Never mind that I happened to be female–and at the time, one of the only known female travelers who got much press was Amelia Earhart–and we know how that turned out. I come from a line of women who have wandered.

Those women carried the aura of far away places, particularly Aunt Clarissa. It wasn’t the stories my great aunt told me of her time in Japan as an Army major after World War II that captured my interest–I don’t specifically remember any– it was the feeling I surmised that traveling gave her. The zippidy do dah.

When Roger Miller wrote King of the Road in 1965, he was telling the tale of a carefree traveler at the same time Miller was on the road seeking out his dreams as a singer-songwriter. After he sings in the video, Miller recalls that the song was inspired somewhere between Dayton, Des Moines or Chicago when he saw a road sign that said, “Trailers for Sale or Rent.”

What caught my attention about this version is Miller’s utter exuberance, both in his voice and his body, particularly when he belts out the third chorus and throws that fast crook in his elbow–and how the song stuck with me all day once I listened to it again.

When I think of my King of the Road experiences, the ones where this song played in my head, I am:

  • by myself on a bus heading to Maine from New Paltz, New York to work at a summer camp after my senior year in high school, the possibilities endless. This summer was late nights doing laundry so I could head out every weekend to places like Boothbay Harbor, Camden and Ogunquit, eating lobster and clams dripped in butter and skinny dipping in a lake with the moon shimmering across the water;
  • I’m walking down the streets of Arhus, Denmark, my arms swinging in stride with my legs as I head to the Viking ship museum, my entire body feeling in sync with the sidewalk beneath my feet and the breeze through my hair. I’d come alone–or if I was with someone, I can’t recall because the memory of being so in touch with my body on that day and the sense of adventure has eclipsed a companion;
  • I am walking away from my village into the Gambian bush to hang out under a tree for a few hours drinking tea, writing and listening to music, soaking up a bit of R&R from being the village Peace Corps volunteer. As cows grazed nearby and finch flitted and darted between the scrub brush, I regained balance;
  • and I am taking a friend of mine on a road trip through New Mexico so he can see how the landscape changes. As the hues of reds and browns change with each turn past Jemez as we get closer to Bandelier National Monument, we marvel at the wonder of us and our good fortune to have a car and all the time we need.

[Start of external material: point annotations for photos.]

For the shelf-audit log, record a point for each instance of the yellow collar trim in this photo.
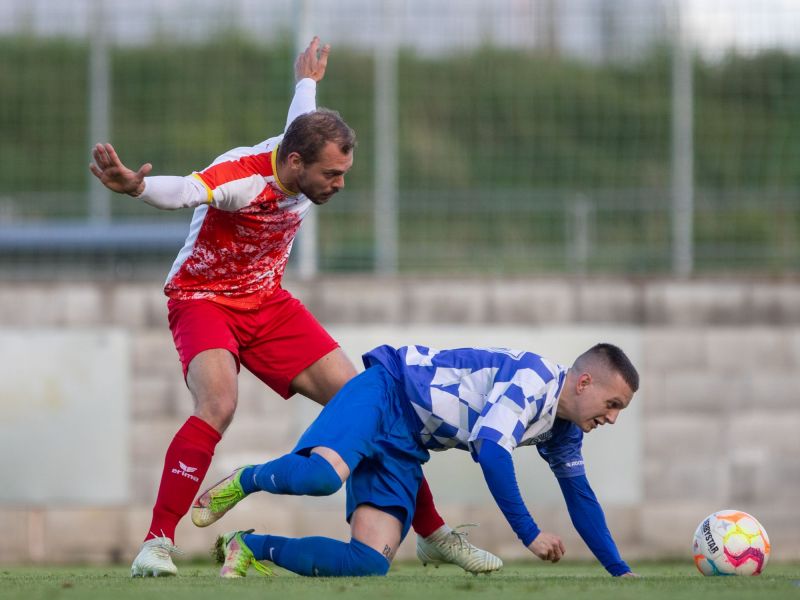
(274, 159)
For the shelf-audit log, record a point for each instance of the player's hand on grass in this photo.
(547, 546)
(108, 168)
(312, 62)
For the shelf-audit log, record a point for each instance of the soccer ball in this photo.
(730, 542)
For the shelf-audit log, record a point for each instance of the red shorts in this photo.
(275, 342)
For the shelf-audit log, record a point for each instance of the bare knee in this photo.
(212, 379)
(216, 411)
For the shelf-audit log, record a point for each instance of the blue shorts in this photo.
(371, 425)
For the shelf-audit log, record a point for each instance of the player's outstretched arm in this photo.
(108, 168)
(309, 68)
(547, 546)
(590, 522)
(498, 470)
(312, 62)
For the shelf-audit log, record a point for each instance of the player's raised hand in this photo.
(547, 546)
(312, 61)
(108, 168)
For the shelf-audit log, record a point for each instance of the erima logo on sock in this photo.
(186, 471)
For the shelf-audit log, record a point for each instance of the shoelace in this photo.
(163, 549)
(247, 558)
(461, 536)
(232, 492)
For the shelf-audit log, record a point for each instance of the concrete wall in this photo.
(716, 426)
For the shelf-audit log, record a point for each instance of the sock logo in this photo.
(186, 471)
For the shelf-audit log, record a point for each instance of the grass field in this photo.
(674, 581)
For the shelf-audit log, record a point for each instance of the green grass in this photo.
(529, 580)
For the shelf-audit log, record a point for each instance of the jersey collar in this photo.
(274, 159)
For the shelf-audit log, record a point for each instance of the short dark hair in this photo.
(613, 358)
(309, 133)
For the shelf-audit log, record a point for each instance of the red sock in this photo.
(185, 466)
(426, 519)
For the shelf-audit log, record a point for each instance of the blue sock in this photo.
(318, 556)
(293, 474)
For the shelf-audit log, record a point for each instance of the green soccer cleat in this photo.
(447, 545)
(235, 557)
(218, 499)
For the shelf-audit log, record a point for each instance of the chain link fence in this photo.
(510, 137)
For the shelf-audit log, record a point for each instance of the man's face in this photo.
(319, 181)
(600, 400)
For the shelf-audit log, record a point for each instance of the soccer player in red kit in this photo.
(227, 307)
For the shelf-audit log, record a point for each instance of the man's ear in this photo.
(295, 161)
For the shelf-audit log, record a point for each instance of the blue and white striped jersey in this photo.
(466, 395)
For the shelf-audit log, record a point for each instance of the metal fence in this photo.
(508, 137)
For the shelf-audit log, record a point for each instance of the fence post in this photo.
(386, 117)
(308, 237)
(99, 208)
(682, 149)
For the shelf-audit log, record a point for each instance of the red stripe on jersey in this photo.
(224, 172)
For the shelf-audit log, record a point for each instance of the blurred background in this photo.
(532, 173)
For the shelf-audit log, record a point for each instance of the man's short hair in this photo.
(309, 133)
(613, 358)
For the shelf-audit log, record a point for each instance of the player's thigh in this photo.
(377, 529)
(325, 377)
(292, 352)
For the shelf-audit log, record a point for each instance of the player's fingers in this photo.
(112, 155)
(312, 47)
(323, 56)
(144, 170)
(99, 155)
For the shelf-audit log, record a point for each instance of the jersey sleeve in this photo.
(510, 408)
(169, 192)
(563, 450)
(238, 176)
(304, 100)
(498, 471)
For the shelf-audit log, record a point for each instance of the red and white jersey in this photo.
(239, 240)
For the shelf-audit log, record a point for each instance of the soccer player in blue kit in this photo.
(378, 430)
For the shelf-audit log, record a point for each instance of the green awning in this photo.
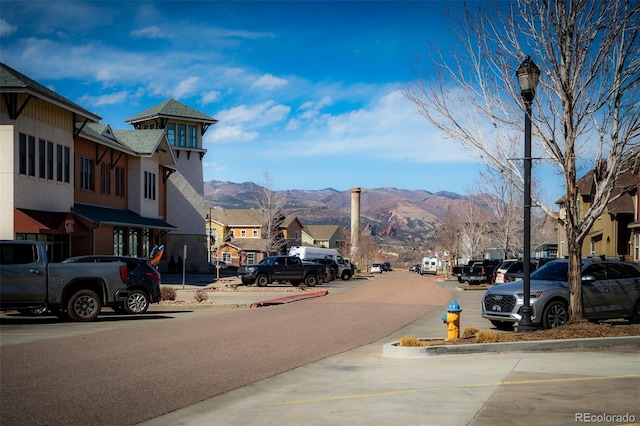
(117, 217)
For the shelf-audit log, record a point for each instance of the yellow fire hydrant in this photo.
(452, 319)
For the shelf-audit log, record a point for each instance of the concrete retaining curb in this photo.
(392, 350)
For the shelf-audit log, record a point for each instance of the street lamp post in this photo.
(528, 74)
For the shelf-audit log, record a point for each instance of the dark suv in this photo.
(610, 290)
(332, 264)
(143, 285)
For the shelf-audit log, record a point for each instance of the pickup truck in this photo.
(461, 270)
(283, 268)
(480, 272)
(28, 282)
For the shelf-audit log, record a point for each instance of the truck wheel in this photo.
(84, 305)
(136, 303)
(262, 281)
(311, 280)
(555, 314)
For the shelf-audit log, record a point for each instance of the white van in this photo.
(345, 269)
(429, 265)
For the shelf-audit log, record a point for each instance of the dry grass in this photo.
(582, 330)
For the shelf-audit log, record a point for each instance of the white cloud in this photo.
(6, 28)
(209, 97)
(152, 32)
(269, 82)
(110, 99)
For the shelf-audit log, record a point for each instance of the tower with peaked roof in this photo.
(186, 205)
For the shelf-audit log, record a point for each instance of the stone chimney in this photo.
(355, 219)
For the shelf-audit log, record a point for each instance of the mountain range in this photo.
(397, 215)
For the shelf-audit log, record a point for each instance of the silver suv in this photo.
(610, 290)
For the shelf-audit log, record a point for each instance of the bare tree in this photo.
(586, 105)
(271, 204)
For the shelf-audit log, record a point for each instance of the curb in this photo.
(392, 350)
(289, 299)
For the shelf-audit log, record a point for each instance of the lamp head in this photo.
(528, 75)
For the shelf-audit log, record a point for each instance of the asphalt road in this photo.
(131, 371)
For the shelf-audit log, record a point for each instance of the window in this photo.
(32, 156)
(67, 164)
(149, 186)
(59, 163)
(182, 135)
(120, 184)
(105, 179)
(50, 160)
(133, 242)
(171, 133)
(192, 137)
(42, 158)
(86, 174)
(22, 148)
(118, 241)
(18, 254)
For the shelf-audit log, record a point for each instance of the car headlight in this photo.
(534, 295)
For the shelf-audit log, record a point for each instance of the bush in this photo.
(487, 337)
(168, 293)
(201, 295)
(469, 332)
(409, 341)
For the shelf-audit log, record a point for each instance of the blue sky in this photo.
(309, 91)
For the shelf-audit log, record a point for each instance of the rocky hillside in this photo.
(396, 215)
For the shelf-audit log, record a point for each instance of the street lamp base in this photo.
(525, 324)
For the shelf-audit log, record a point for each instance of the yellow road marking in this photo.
(439, 388)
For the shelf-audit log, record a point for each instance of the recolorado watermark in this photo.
(604, 418)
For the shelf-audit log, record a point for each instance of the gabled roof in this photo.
(172, 109)
(237, 217)
(322, 232)
(12, 81)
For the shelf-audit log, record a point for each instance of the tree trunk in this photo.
(575, 283)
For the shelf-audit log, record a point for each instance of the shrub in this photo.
(487, 337)
(469, 332)
(201, 295)
(168, 293)
(409, 341)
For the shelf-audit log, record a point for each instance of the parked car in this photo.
(143, 281)
(217, 264)
(610, 290)
(376, 268)
(334, 268)
(515, 271)
(501, 269)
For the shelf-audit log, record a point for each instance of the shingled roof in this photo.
(172, 109)
(12, 81)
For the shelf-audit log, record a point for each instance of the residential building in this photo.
(75, 183)
(616, 231)
(184, 128)
(237, 235)
(327, 236)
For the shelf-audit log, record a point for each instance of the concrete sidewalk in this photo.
(363, 387)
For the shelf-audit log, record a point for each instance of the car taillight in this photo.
(153, 274)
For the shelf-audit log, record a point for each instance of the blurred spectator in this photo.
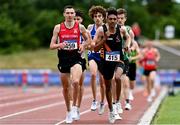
(137, 31)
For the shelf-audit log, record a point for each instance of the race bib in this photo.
(70, 45)
(113, 56)
(150, 62)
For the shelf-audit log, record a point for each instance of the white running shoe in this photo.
(111, 117)
(153, 92)
(119, 108)
(128, 106)
(69, 118)
(101, 108)
(94, 105)
(149, 98)
(74, 112)
(115, 112)
(131, 97)
(78, 114)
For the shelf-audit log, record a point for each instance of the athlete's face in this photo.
(98, 18)
(78, 19)
(121, 19)
(69, 14)
(112, 20)
(149, 44)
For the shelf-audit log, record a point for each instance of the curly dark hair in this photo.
(95, 9)
(122, 11)
(111, 10)
(79, 13)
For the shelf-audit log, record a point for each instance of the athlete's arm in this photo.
(157, 55)
(86, 37)
(99, 39)
(137, 50)
(127, 36)
(54, 44)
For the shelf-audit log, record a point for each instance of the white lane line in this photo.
(151, 111)
(38, 108)
(31, 110)
(82, 113)
(28, 100)
(18, 95)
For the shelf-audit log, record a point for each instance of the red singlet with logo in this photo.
(70, 36)
(149, 60)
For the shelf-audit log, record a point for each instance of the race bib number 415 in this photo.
(70, 45)
(113, 56)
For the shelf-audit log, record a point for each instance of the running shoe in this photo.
(115, 112)
(101, 108)
(111, 117)
(119, 107)
(68, 119)
(94, 105)
(128, 106)
(74, 112)
(131, 97)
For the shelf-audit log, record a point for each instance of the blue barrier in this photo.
(41, 76)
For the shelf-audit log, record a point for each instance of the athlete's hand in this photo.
(126, 49)
(81, 48)
(62, 45)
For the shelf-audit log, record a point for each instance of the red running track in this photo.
(38, 106)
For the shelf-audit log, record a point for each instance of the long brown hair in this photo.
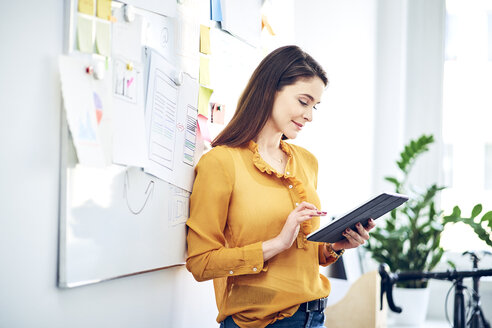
(283, 66)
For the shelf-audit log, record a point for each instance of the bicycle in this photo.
(476, 319)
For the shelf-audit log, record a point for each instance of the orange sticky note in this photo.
(218, 114)
(204, 39)
(86, 7)
(203, 100)
(203, 128)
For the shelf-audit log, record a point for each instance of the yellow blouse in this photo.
(238, 201)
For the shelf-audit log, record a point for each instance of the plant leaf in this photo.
(476, 210)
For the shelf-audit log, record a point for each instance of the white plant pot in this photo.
(414, 303)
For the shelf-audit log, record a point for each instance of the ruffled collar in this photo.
(263, 166)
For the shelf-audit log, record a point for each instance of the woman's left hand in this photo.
(353, 238)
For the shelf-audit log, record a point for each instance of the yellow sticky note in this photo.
(104, 9)
(86, 7)
(204, 70)
(204, 39)
(85, 34)
(203, 100)
(103, 38)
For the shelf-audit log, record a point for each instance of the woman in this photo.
(254, 201)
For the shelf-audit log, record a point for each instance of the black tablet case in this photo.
(374, 208)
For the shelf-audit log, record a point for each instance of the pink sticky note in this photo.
(129, 82)
(203, 128)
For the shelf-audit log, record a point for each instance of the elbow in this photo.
(196, 268)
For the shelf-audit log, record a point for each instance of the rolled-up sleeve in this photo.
(208, 254)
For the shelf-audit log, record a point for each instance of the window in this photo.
(467, 116)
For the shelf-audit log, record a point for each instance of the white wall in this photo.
(31, 34)
(341, 36)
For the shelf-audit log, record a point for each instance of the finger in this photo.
(362, 231)
(306, 205)
(351, 234)
(370, 224)
(303, 218)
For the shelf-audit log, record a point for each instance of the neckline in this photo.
(263, 166)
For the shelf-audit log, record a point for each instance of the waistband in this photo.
(318, 305)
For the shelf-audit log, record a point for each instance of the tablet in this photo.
(374, 208)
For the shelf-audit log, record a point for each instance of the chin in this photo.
(289, 135)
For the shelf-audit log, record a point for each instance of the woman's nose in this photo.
(308, 115)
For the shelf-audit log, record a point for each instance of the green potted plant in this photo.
(409, 238)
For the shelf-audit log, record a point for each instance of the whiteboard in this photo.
(117, 221)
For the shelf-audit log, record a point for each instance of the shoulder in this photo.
(218, 156)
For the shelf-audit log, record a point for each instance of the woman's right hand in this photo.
(303, 212)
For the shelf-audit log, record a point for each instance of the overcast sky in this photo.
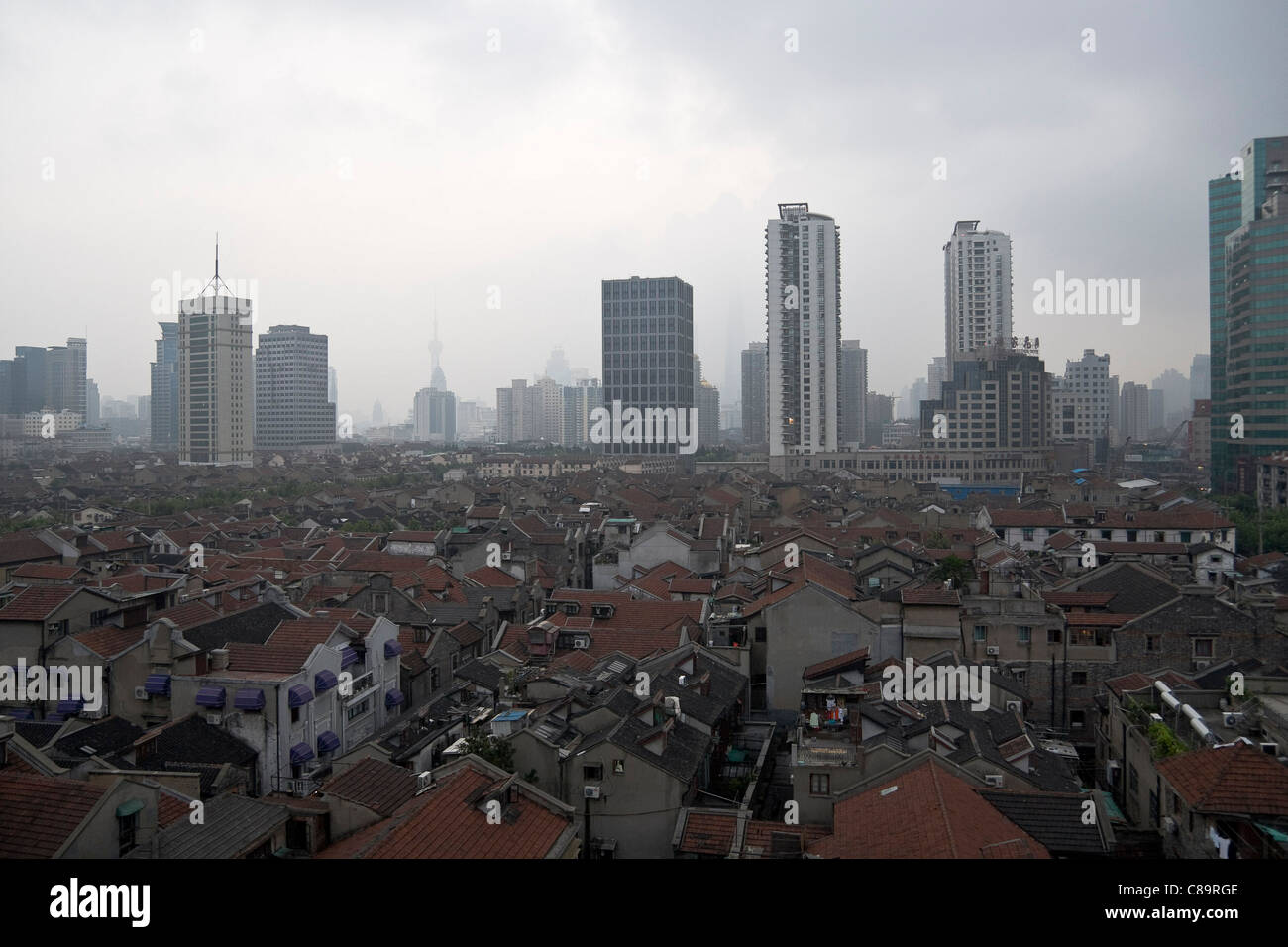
(364, 159)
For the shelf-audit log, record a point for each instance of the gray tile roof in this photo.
(232, 826)
(1052, 819)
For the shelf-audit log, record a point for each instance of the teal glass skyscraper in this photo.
(1248, 318)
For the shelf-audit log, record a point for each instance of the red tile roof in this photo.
(46, 570)
(930, 595)
(445, 822)
(39, 813)
(930, 813)
(1133, 682)
(25, 548)
(492, 578)
(188, 615)
(707, 834)
(35, 602)
(108, 641)
(1237, 779)
(262, 657)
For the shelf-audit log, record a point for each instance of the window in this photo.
(127, 828)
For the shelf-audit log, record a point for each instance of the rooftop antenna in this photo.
(217, 282)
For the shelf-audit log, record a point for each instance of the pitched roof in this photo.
(492, 578)
(446, 822)
(374, 784)
(108, 641)
(233, 825)
(926, 812)
(1237, 779)
(833, 665)
(1052, 818)
(39, 813)
(35, 602)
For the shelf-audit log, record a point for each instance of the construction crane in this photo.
(1172, 438)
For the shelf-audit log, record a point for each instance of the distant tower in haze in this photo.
(437, 380)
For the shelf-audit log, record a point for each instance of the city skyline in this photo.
(697, 188)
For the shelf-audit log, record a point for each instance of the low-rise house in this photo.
(469, 809)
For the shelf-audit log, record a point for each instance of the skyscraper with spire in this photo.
(437, 380)
(215, 376)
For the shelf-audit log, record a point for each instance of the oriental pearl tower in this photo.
(437, 380)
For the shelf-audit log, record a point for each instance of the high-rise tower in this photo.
(803, 302)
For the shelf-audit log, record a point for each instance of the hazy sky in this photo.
(364, 159)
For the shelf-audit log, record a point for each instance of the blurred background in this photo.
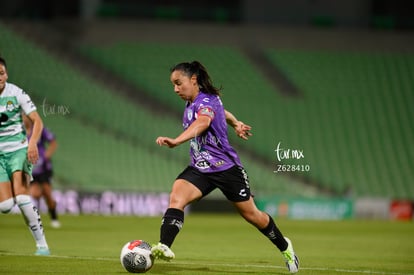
(326, 85)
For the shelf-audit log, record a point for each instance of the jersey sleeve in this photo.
(48, 135)
(25, 102)
(206, 111)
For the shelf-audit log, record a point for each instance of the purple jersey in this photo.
(43, 164)
(210, 151)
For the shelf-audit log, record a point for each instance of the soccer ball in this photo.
(136, 256)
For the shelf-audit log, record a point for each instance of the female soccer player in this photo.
(41, 186)
(214, 163)
(17, 155)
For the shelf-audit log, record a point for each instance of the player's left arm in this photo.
(242, 130)
(194, 130)
(32, 152)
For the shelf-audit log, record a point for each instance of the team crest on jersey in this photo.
(10, 106)
(206, 111)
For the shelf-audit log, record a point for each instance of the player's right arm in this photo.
(242, 130)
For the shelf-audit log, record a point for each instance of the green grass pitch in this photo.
(210, 244)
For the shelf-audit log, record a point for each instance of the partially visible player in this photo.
(214, 163)
(41, 186)
(17, 156)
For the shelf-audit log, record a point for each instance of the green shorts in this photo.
(14, 161)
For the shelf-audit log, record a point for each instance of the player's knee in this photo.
(6, 205)
(22, 200)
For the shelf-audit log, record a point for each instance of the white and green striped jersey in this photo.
(13, 101)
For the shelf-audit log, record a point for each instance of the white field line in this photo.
(177, 262)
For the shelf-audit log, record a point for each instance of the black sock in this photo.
(172, 222)
(274, 235)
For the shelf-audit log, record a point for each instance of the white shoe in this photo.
(163, 252)
(292, 261)
(55, 224)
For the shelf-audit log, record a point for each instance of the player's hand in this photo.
(166, 141)
(32, 153)
(243, 130)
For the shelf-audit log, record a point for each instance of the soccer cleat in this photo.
(42, 251)
(292, 261)
(55, 224)
(163, 252)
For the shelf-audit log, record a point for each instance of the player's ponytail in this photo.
(203, 78)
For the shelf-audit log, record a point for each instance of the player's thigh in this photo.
(5, 190)
(183, 193)
(36, 190)
(20, 182)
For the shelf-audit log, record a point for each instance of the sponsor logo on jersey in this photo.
(206, 111)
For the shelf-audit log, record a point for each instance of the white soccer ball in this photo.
(136, 256)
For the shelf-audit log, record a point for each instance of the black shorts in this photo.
(233, 182)
(45, 177)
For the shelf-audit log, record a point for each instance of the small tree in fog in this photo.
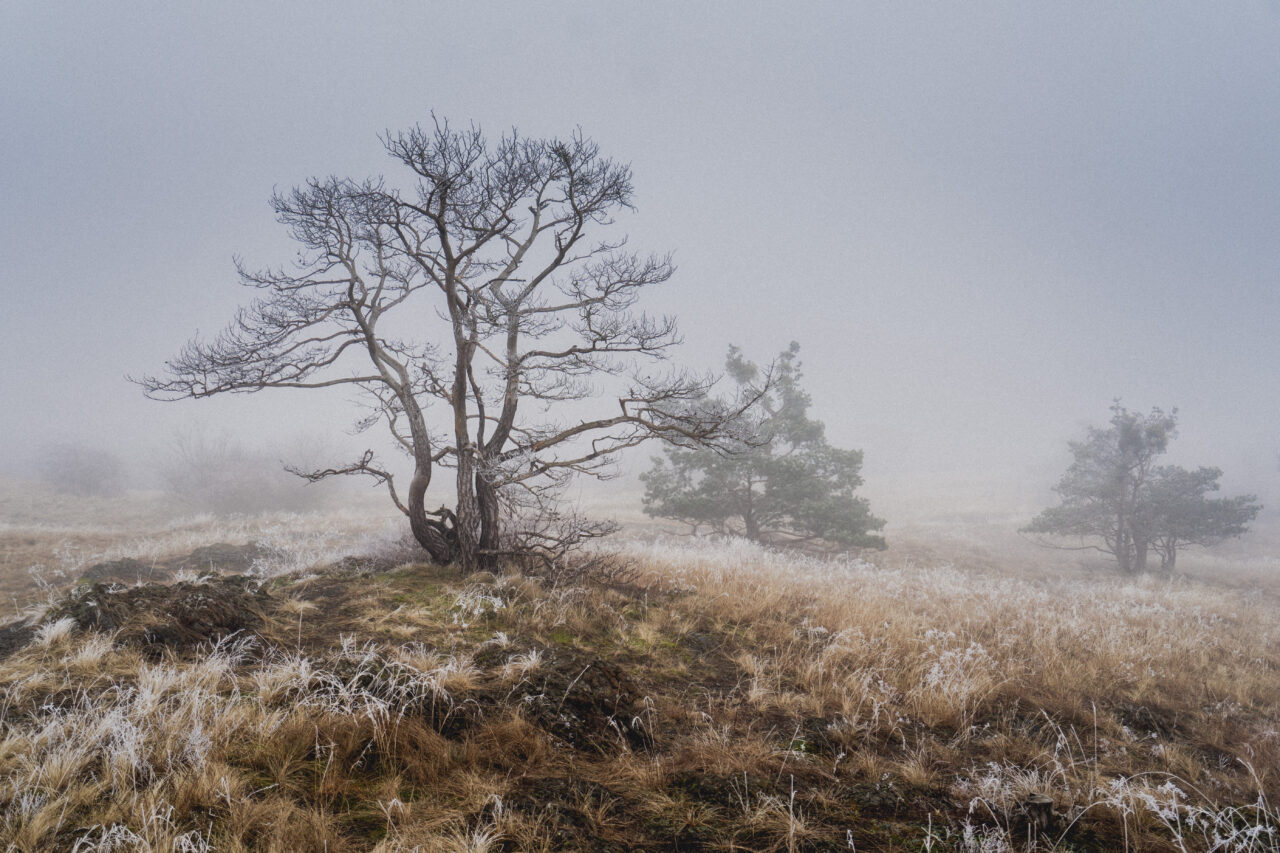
(206, 471)
(785, 483)
(472, 310)
(1179, 514)
(83, 471)
(1115, 495)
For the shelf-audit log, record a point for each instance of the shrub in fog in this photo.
(782, 483)
(1116, 500)
(80, 470)
(218, 474)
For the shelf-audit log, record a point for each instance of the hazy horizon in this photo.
(982, 224)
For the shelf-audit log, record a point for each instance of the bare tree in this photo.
(472, 311)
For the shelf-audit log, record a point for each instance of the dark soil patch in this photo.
(584, 701)
(14, 637)
(178, 616)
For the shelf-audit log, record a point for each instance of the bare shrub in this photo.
(215, 473)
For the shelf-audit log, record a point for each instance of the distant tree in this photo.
(1179, 514)
(210, 471)
(471, 311)
(784, 483)
(1115, 495)
(80, 470)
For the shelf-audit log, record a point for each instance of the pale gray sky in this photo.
(981, 220)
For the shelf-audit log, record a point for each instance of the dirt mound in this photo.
(169, 616)
(588, 702)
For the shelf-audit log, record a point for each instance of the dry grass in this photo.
(734, 699)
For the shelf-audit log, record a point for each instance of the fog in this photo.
(981, 223)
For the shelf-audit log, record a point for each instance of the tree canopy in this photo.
(467, 309)
(784, 482)
(1116, 500)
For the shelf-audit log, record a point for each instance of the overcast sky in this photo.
(982, 222)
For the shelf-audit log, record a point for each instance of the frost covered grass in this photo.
(731, 697)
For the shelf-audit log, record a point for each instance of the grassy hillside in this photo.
(711, 696)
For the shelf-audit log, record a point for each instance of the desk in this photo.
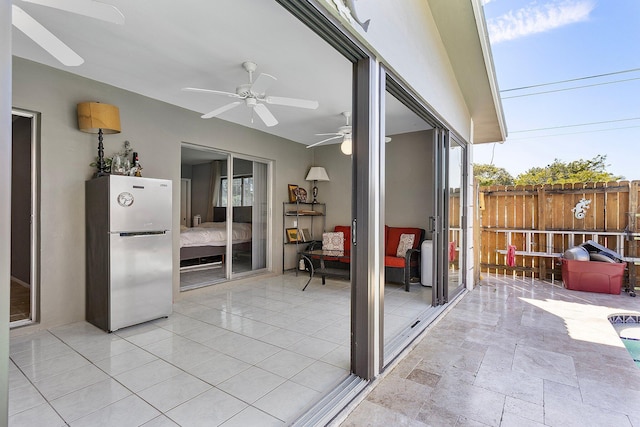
(322, 255)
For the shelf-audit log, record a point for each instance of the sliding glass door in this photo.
(225, 214)
(247, 204)
(455, 198)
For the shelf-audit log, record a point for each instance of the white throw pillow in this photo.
(406, 243)
(333, 241)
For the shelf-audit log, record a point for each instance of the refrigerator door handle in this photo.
(142, 233)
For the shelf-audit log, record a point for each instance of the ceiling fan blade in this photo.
(221, 110)
(215, 92)
(323, 141)
(292, 102)
(262, 83)
(36, 32)
(263, 112)
(92, 9)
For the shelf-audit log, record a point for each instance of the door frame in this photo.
(34, 251)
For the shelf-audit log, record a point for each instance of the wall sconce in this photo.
(346, 147)
(316, 173)
(94, 117)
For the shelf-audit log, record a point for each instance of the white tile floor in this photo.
(257, 352)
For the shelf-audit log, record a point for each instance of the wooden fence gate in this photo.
(541, 222)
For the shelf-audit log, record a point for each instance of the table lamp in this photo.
(94, 117)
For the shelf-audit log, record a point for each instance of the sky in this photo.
(549, 41)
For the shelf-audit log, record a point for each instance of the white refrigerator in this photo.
(129, 251)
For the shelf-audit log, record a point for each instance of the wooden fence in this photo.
(543, 221)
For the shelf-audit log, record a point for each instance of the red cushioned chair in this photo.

Whenever I hear that song, my feet start tappin’ and I want to head out–see new places, make new friends, visit old ones and know that the world is my oyster. What better feeling is there than being a king of the road?

Despite the lyrics, I’ve never smoked a pack of cigarettes in my life. I do, however, look at trailers with great affection.

Here’s a bit of King of the Road trivia: It’s been used in the movies: Talladega Nights: The Ballad of Ricky Bobby, Swingers, Into the Wild, Im Lauf der Zeit (In Due Time), and if you saw Brokeback Mountain, who can forget the scene where Jake Gyllenhaal as Jack, confident and full of energy, is heading in his truck to see Ennis? King of the Road was playing on the radio. Of course, that was before Jack’s hopes were dashed.

Still, the song for me is an optimistic all will work out.